No satisfaction should be had from scamming a faceless corporation or outwitting the system. Being able to get away with a wrong does not make it right.
"The more things a man is ashamed of, the more respectable he is," wrote George Bernard Shaw.
Those who have a capacity to feel and to appreciate shame are fortunate. Their path might not be smoother, but their way is clearer and the obstacles less costly, as their true value is more apparent.
"I never wonder to see men wicked, but I often wonder to see them not ashamed." Jonathan Swift.

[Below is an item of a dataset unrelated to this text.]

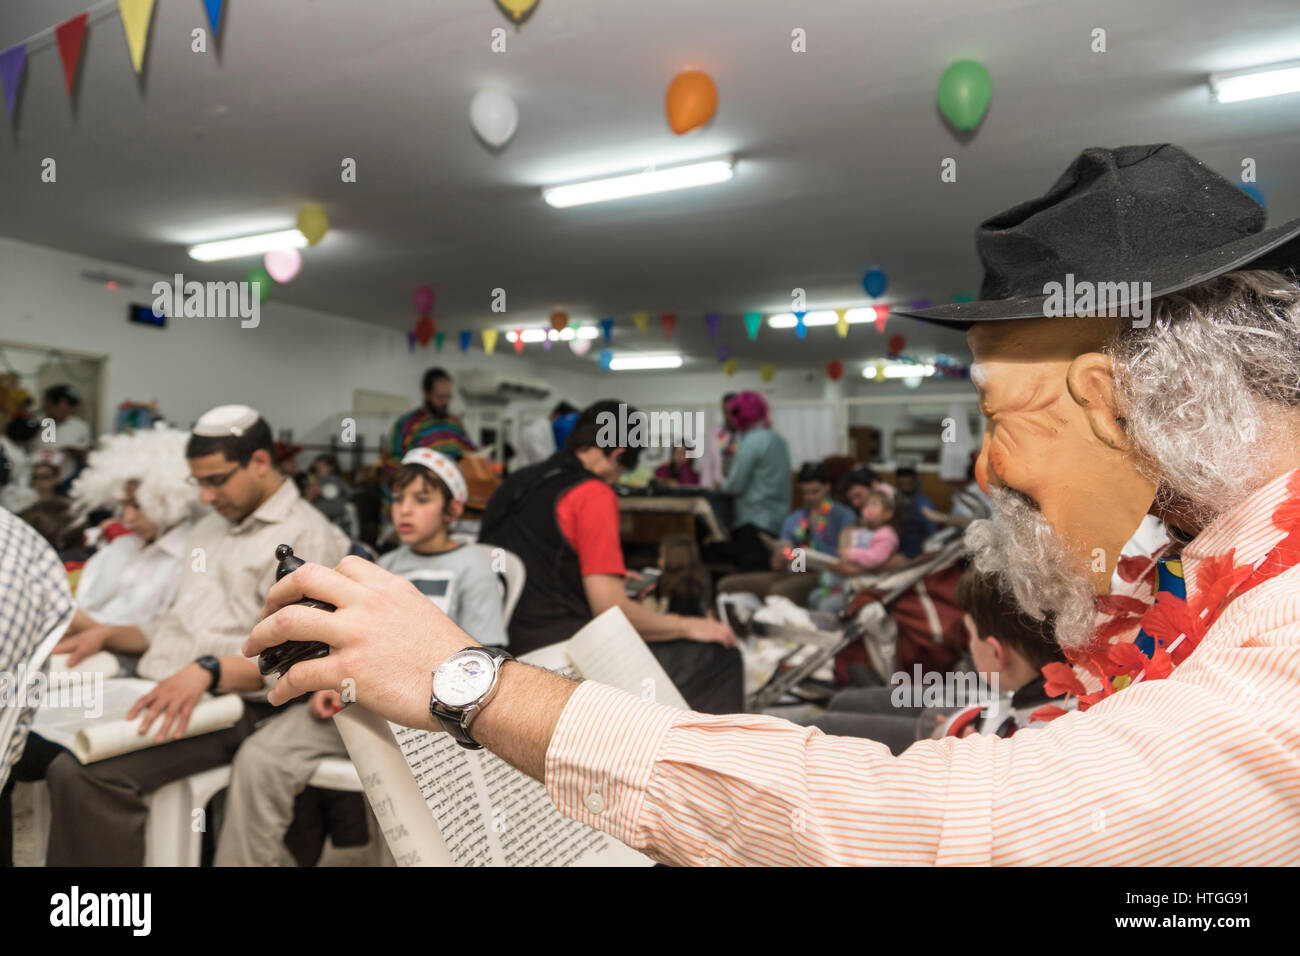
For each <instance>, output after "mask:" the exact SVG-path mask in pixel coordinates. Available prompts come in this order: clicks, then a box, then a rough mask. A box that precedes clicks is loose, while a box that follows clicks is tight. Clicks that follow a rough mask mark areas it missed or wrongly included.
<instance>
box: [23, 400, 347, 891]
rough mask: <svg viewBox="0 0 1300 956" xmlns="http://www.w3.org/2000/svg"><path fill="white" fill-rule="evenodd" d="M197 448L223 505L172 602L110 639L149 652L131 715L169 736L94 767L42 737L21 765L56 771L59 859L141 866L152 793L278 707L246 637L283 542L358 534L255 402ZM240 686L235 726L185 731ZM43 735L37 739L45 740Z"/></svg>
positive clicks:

When I was growing up and attempted the excuse, "But everybody else is doing it," one of my parents would inevitably say, "And if everybody was jumping off a bridge, would you jump off, too?" It sounds obvious now, silly even. But their guidance was a gift. Having a strong personal sense of shame is powerful. Along with setting our own standards, we're laying the groundwork for our children as well. Instead of teaching them to fight for their fair share and win at all costs, we should be emphasizing the need to do the right thing regardless of whether someone is watching.
"Shame may restrain what the law does not prohibit," wrote Seneca.
What happened at that New York Wal-Mart was the ultimate blasphemy of Christmas. And those who have shamelessly pushed, trampled and shoved to get ahead need to pause long enough to remember the reason we began giving gifts at Christmas.